I try to shoot alloys in fairly indirect light, as this amps up the shimmer and gloss of their surfaces in a way straight-on lighting tends to bleach out or subdue. I also set my camera for whatever “vivid” color setting it allows, since more color information means more clear reproduction of the subtle changes in tone from, say, one end of a section of metal to the other. In post-production, I will often play with contrast and temperature to enhance whatever I want to present in the image’s overall color mood.
Metal can run the gamut from grey to blue to green to pure white, and learning how to place those shades where you want them can add dimension to your photos.
By MICHAEL PERKINS
COLOR, IN REAL LIFE DOES NOT RESEMBLE SOMETHING FLATLY FILLED IN BY A CRAYON. Light never plays across surfaces in an even, unbroken tone, so, in a photograph, there really is no such thing as a “blue” wall, or a “brown” floor. Both the wall and the floor contain endless varieties and gradations of their general hue, changing inch to inch, atom by atom. Wonderfully, photography has been on a continuous upward curve over time to record these variances with better and better fidelity. As a result, we don’t just shoot tone, we shoot texture.

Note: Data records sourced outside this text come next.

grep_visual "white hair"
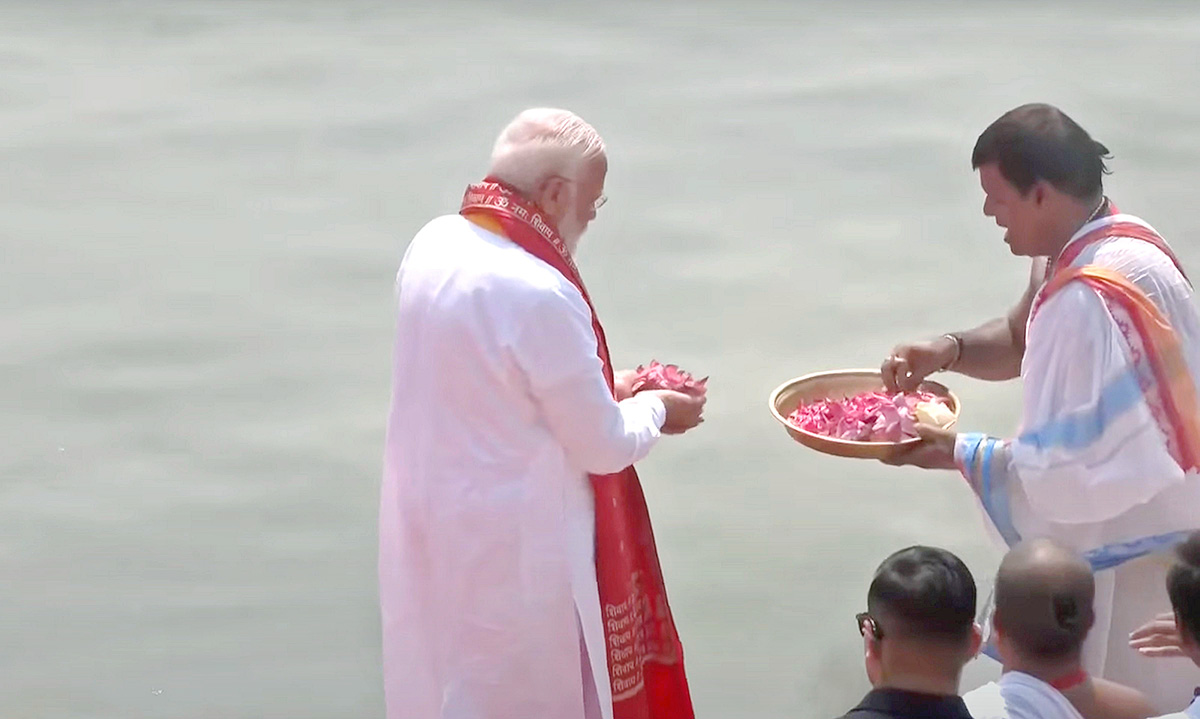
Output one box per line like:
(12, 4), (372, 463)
(488, 107), (605, 192)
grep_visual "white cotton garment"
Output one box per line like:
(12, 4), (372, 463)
(379, 215), (666, 719)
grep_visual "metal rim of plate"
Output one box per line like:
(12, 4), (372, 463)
(767, 370), (961, 460)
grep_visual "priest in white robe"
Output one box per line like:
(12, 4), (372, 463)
(882, 104), (1200, 708)
(379, 109), (704, 719)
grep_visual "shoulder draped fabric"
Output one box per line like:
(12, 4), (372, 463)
(461, 178), (694, 719)
(955, 207), (1200, 707)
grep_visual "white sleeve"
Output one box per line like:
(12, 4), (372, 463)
(512, 284), (666, 474)
(956, 282), (1184, 533)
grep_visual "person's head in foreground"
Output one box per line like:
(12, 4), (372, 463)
(971, 103), (1109, 257)
(857, 546), (980, 696)
(992, 539), (1096, 681)
(967, 539), (1153, 719)
(1166, 532), (1200, 666)
(487, 108), (608, 253)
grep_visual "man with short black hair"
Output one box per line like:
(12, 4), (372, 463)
(845, 546), (979, 719)
(881, 104), (1200, 711)
(962, 539), (1153, 719)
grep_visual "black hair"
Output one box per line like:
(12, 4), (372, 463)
(1166, 532), (1200, 645)
(971, 103), (1111, 199)
(866, 546), (976, 642)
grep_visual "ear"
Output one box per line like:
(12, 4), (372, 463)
(967, 622), (984, 658)
(538, 176), (571, 220)
(1033, 180), (1050, 206)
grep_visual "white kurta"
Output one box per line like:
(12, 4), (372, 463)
(955, 215), (1200, 712)
(379, 215), (665, 719)
(962, 671), (1084, 719)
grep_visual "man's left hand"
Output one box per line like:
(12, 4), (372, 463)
(612, 370), (637, 402)
(883, 425), (958, 469)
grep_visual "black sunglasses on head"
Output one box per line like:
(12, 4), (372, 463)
(854, 612), (883, 641)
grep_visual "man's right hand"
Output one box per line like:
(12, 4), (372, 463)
(880, 337), (958, 393)
(649, 389), (708, 435)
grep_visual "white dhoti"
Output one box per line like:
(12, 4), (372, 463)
(955, 215), (1200, 713)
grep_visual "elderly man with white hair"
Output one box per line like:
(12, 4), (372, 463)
(379, 109), (704, 719)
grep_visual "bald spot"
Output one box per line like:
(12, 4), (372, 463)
(996, 539), (1096, 659)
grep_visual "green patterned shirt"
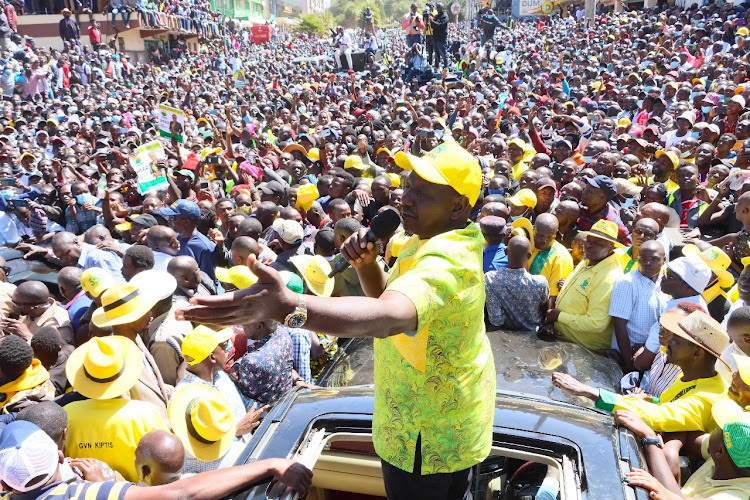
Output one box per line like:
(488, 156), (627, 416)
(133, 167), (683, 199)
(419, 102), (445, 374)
(373, 224), (495, 475)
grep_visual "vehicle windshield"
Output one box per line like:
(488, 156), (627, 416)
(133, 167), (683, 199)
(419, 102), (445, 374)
(319, 330), (622, 407)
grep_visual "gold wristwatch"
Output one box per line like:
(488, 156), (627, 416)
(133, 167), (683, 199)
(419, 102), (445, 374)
(284, 294), (307, 328)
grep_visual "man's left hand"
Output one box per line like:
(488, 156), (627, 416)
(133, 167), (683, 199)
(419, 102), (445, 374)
(615, 410), (656, 439)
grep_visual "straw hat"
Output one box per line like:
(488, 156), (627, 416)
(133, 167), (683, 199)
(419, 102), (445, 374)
(289, 255), (334, 297)
(81, 267), (115, 297)
(581, 219), (625, 248)
(682, 245), (734, 288)
(65, 335), (143, 399)
(91, 283), (158, 328)
(659, 311), (729, 359)
(167, 384), (235, 462)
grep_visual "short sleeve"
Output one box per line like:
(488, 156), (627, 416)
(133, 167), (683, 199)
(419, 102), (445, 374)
(609, 277), (635, 319)
(386, 255), (471, 331)
(645, 321), (661, 354)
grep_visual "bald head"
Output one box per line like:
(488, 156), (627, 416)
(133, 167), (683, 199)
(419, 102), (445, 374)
(232, 236), (261, 266)
(636, 202), (669, 232)
(534, 213), (560, 233)
(506, 236), (531, 269)
(135, 431), (185, 486)
(57, 266), (83, 300)
(13, 281), (49, 304)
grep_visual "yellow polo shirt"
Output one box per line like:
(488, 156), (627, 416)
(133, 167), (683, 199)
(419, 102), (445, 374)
(682, 458), (750, 500)
(555, 253), (622, 350)
(529, 241), (574, 297)
(64, 398), (168, 481)
(372, 223), (496, 474)
(596, 373), (727, 432)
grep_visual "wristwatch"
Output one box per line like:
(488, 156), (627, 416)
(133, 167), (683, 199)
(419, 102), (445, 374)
(284, 294), (307, 328)
(641, 436), (664, 449)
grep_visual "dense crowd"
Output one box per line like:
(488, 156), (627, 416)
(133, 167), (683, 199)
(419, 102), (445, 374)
(0, 0), (750, 499)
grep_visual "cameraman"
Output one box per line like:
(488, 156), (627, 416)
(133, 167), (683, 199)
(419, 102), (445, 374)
(422, 2), (435, 66)
(432, 3), (448, 69)
(401, 3), (424, 47)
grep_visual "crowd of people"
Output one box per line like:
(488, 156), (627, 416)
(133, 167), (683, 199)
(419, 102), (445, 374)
(0, 1), (750, 500)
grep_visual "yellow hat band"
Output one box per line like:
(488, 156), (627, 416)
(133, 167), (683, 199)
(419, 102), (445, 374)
(102, 289), (140, 313)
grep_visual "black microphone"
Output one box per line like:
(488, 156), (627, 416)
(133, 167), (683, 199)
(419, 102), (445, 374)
(328, 208), (401, 278)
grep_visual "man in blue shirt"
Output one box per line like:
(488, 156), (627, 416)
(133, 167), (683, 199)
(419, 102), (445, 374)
(479, 215), (508, 273)
(156, 200), (217, 281)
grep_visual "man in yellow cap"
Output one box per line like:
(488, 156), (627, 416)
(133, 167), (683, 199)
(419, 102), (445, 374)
(545, 219), (622, 350)
(92, 283), (172, 422)
(64, 336), (167, 481)
(178, 142), (495, 499)
(175, 325), (266, 430)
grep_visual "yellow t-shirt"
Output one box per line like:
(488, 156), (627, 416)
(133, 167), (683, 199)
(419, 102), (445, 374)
(555, 254), (622, 350)
(372, 223), (496, 474)
(529, 241), (574, 297)
(682, 458), (750, 500)
(596, 373), (727, 432)
(64, 398), (167, 481)
(615, 246), (638, 274)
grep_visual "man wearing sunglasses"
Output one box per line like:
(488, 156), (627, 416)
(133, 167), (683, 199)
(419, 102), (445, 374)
(0, 257), (16, 317)
(0, 281), (73, 345)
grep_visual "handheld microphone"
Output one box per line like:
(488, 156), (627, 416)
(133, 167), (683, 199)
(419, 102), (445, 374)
(328, 208), (401, 278)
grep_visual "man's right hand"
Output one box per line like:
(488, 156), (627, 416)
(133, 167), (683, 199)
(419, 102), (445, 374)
(273, 458), (312, 496)
(341, 228), (378, 268)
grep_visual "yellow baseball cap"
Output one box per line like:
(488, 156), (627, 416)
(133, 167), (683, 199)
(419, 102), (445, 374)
(182, 325), (234, 366)
(394, 142), (482, 205)
(654, 150), (680, 168)
(508, 188), (536, 208)
(215, 266), (258, 289)
(81, 267), (115, 297)
(294, 184), (320, 212)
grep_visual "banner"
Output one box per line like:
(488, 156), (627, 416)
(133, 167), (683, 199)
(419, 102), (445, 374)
(518, 0), (554, 17)
(158, 104), (185, 142)
(130, 141), (169, 194)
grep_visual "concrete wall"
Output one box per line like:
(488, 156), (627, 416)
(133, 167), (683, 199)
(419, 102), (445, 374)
(18, 13), (198, 63)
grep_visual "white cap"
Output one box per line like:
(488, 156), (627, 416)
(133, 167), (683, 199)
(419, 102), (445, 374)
(0, 420), (59, 493)
(667, 255), (712, 294)
(130, 269), (177, 301)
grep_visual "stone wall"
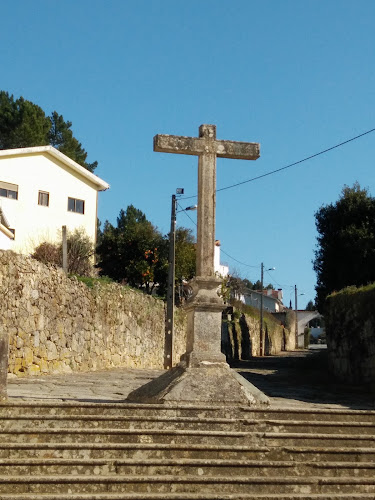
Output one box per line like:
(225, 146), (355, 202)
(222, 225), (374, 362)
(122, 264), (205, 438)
(324, 284), (375, 384)
(222, 309), (295, 361)
(0, 251), (186, 375)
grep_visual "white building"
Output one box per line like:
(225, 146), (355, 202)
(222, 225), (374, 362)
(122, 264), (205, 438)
(0, 146), (109, 254)
(244, 289), (285, 312)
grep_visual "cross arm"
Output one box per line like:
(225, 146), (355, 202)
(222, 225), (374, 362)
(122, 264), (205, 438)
(154, 134), (205, 155)
(215, 141), (260, 160)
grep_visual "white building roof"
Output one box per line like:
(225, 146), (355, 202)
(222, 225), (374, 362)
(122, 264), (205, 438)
(0, 146), (109, 191)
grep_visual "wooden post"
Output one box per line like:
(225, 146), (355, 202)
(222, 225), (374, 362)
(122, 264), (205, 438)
(61, 226), (68, 273)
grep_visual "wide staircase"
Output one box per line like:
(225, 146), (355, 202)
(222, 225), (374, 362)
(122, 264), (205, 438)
(0, 402), (375, 500)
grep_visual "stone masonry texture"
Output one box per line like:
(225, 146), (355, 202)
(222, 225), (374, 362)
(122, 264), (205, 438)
(0, 251), (186, 376)
(0, 250), (293, 376)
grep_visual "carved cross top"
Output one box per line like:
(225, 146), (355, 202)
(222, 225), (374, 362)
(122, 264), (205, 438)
(154, 125), (260, 277)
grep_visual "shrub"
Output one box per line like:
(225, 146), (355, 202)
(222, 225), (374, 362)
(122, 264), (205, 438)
(31, 229), (95, 276)
(31, 241), (62, 267)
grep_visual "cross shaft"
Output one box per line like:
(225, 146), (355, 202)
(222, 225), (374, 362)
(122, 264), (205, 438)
(154, 125), (260, 277)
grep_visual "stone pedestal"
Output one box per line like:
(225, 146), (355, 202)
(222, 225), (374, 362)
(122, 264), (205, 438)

One way to heighten the registry of those textures, those colors-within-colors along a surface, is to vary the amount of light that hits it at different points. There’s a reason why Rembrandt and other masters of the “Dutch-lit” school used minimal or irregular light to illuminate their subjects. Light playing unevenly over fruit and the human form was simulated in their paintings by pigment colors that shimmered and smoldered: had they painted colors in a flat, uniform tone it would have read as dull as dishwater and Rembrandt and the other little daubed Dutch boys would have had to get day jobs.
In photographs, sometimes texture emits such a powerful visual impact that it’s enough to carry an entire image with little or no other subject matter. In the above picture, watching the window light at the right of the frame decay gradually as it “walks” across the distressed wall actually speaks louder than the solitary couple at the upper-right-hand corner. In such a picture, the wall becomes all, the changing colors highlighting small detail in the concrete and brick.
As usual, I learn a great deal by looking at how other people address this phenomenon. There are so many astounding ways to harness even a small bit of light via photography as it exists right now, and the best thing is, things will only improve from here, for anyone shooting at any level.